Municipal politics: a balance of needs and wants
Published Friday, September 14, 2018 1:02PM EDT
Across the north, municipal candidates are busy announcing platforms, and ideas.
With just over a month to go before Election Day, is anybody listening to this campaigning yet?
In Sudbury, it's a crowded field, with 11 names on the ballot for the big chair of Mayor.
But it’s business as usual for the incumbent mayor Brian Bigger.
"Last election, there were 10 candidates, this time, 11. And so really it's not a lot different." said Bigger.
And while the campaign has been on for months, for the candidates, now’s the time to shine.
If you ask people who work in local politics, they'll tell you it's really only in the last month of the campaign that the average voter wakes up. And that's the time to reel them in.
But the business community, on the other hand, has been up for a while.
And it knows what it wants.
Like the 850 members of the Greater Sudbury Chamber of Commerce who employ more than 40,000 Sudburians.
"They want fiscal responsibility. They want a plan for infrastructure planning and spending. And they want a plan to try to improve on our workforce in the Greater Sudbury area." said Tracy Nutt, former chair of the Greater Sudbury Chamber Of Commerce.
10,000 people go to work each day in Sudbury’s downtown and businesses there want to see action on promises made.
"The art gallery has been on the books for a good 10 to 15 years.
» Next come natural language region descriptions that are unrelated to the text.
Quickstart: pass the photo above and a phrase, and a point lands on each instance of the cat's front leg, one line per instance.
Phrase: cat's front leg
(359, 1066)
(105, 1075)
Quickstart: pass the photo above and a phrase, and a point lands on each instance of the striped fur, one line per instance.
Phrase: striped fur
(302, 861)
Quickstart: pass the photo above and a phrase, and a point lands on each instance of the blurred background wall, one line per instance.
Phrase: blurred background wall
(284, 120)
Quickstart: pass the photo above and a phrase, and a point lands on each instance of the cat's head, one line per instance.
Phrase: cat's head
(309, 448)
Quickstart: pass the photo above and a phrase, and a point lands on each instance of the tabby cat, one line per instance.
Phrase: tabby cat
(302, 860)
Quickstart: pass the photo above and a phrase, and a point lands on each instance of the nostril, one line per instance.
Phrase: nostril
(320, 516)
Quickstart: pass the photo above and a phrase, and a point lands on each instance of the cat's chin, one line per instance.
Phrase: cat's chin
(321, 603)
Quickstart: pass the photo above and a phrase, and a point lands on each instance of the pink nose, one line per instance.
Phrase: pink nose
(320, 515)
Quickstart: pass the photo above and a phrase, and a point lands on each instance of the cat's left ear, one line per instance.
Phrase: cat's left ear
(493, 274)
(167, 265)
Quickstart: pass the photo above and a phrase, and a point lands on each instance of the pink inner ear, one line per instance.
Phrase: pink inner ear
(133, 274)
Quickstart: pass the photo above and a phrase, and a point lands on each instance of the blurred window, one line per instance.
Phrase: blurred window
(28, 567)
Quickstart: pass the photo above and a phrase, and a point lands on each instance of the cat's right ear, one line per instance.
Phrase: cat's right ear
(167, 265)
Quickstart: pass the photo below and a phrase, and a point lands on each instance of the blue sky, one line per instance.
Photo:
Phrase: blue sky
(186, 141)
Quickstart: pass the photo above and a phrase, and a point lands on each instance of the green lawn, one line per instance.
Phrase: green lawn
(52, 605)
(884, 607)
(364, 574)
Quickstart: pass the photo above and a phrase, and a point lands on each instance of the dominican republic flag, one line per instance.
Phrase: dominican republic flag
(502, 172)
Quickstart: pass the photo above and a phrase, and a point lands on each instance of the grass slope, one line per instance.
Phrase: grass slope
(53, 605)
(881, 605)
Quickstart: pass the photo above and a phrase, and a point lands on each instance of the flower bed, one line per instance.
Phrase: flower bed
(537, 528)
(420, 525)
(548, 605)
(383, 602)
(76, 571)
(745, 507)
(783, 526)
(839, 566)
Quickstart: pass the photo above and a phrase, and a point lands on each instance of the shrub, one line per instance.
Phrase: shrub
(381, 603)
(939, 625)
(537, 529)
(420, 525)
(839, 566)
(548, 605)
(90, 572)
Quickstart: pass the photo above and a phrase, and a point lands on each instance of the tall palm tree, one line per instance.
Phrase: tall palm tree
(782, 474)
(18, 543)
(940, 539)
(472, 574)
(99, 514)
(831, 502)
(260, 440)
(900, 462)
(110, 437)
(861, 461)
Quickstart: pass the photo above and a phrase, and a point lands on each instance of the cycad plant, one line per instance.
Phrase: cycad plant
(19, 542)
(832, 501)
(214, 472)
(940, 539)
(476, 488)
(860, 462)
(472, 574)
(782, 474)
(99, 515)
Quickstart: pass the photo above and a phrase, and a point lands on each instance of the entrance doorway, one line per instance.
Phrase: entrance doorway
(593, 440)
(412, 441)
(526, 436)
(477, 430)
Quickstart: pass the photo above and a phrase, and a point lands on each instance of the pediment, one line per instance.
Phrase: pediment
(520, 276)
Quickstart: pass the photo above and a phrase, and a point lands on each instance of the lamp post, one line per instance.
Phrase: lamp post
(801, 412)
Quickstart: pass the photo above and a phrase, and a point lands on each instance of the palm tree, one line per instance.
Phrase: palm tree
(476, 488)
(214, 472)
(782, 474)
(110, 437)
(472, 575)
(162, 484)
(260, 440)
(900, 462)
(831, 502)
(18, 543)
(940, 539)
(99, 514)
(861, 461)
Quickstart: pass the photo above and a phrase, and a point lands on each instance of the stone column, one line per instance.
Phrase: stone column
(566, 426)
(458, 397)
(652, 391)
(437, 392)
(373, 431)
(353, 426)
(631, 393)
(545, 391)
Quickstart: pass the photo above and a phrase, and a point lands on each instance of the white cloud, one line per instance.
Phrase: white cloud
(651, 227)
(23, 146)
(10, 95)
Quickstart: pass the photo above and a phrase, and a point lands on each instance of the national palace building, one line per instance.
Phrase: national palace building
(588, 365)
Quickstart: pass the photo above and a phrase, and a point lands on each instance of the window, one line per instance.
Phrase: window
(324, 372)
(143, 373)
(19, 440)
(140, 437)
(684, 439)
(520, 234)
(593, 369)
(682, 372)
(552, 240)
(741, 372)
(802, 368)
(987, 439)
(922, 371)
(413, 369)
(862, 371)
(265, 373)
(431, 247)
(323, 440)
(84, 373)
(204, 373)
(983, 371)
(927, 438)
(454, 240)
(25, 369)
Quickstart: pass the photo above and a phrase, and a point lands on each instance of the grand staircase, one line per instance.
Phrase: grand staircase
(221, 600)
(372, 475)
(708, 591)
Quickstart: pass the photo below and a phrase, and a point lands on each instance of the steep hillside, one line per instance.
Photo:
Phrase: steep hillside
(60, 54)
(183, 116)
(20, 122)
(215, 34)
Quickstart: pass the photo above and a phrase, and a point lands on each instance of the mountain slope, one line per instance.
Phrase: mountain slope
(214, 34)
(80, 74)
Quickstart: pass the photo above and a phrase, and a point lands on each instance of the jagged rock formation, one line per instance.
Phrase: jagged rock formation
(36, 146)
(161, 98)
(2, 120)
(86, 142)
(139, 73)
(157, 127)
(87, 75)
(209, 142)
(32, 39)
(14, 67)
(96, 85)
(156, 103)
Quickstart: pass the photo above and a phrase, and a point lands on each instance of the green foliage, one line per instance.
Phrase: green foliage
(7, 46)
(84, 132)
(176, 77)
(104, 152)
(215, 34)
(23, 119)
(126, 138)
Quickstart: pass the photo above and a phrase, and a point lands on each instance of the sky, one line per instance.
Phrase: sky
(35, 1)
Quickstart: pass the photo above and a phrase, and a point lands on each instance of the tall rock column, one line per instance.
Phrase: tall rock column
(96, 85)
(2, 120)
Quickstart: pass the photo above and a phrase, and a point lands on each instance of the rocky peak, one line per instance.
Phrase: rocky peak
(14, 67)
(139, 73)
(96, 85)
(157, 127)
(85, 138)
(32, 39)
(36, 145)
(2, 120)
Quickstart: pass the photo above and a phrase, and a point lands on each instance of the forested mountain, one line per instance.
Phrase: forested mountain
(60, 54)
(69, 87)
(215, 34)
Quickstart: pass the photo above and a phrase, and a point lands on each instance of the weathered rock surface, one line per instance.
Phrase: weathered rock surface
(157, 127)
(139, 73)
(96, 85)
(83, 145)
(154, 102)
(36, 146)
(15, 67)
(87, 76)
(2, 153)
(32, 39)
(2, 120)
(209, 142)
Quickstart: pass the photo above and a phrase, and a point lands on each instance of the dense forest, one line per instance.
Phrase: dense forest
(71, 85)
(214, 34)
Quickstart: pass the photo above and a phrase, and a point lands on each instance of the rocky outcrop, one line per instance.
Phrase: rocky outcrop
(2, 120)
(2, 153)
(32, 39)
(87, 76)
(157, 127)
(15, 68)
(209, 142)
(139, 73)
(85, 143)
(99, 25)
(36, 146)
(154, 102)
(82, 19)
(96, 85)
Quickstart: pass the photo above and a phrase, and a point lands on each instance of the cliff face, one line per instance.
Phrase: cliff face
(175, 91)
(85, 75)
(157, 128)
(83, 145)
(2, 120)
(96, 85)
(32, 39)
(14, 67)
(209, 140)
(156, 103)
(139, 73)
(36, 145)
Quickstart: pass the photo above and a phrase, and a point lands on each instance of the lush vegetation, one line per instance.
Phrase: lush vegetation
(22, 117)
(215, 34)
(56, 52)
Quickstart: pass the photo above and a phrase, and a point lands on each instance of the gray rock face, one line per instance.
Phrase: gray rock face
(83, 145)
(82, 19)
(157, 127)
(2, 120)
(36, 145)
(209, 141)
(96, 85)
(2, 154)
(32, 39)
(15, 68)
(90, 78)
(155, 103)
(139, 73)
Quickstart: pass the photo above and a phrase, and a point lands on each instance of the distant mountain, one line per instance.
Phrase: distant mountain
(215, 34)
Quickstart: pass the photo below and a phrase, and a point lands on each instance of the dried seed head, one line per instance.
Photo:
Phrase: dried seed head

It's running behind the event centre. The library has been on the books for probably 20 years. Why this one project? Why is it getting special treatment?" said Jeff Macintyre of Downtown Sudbury’s business improvement association.
That one project he’s referring to is the half-billion dollar Kingsway Entertainment District.
For the developer, Dario Zulilch, this election has high stakes.
"A de facto referendum on the Kingsway Entertainment District, I think every candidate needs to be crystal clear on where they stand. It's too important to our future." said Zulich.
But for candidates now, it is a delicate balance between what average voters want and what the business community wants, two sides that don't always align.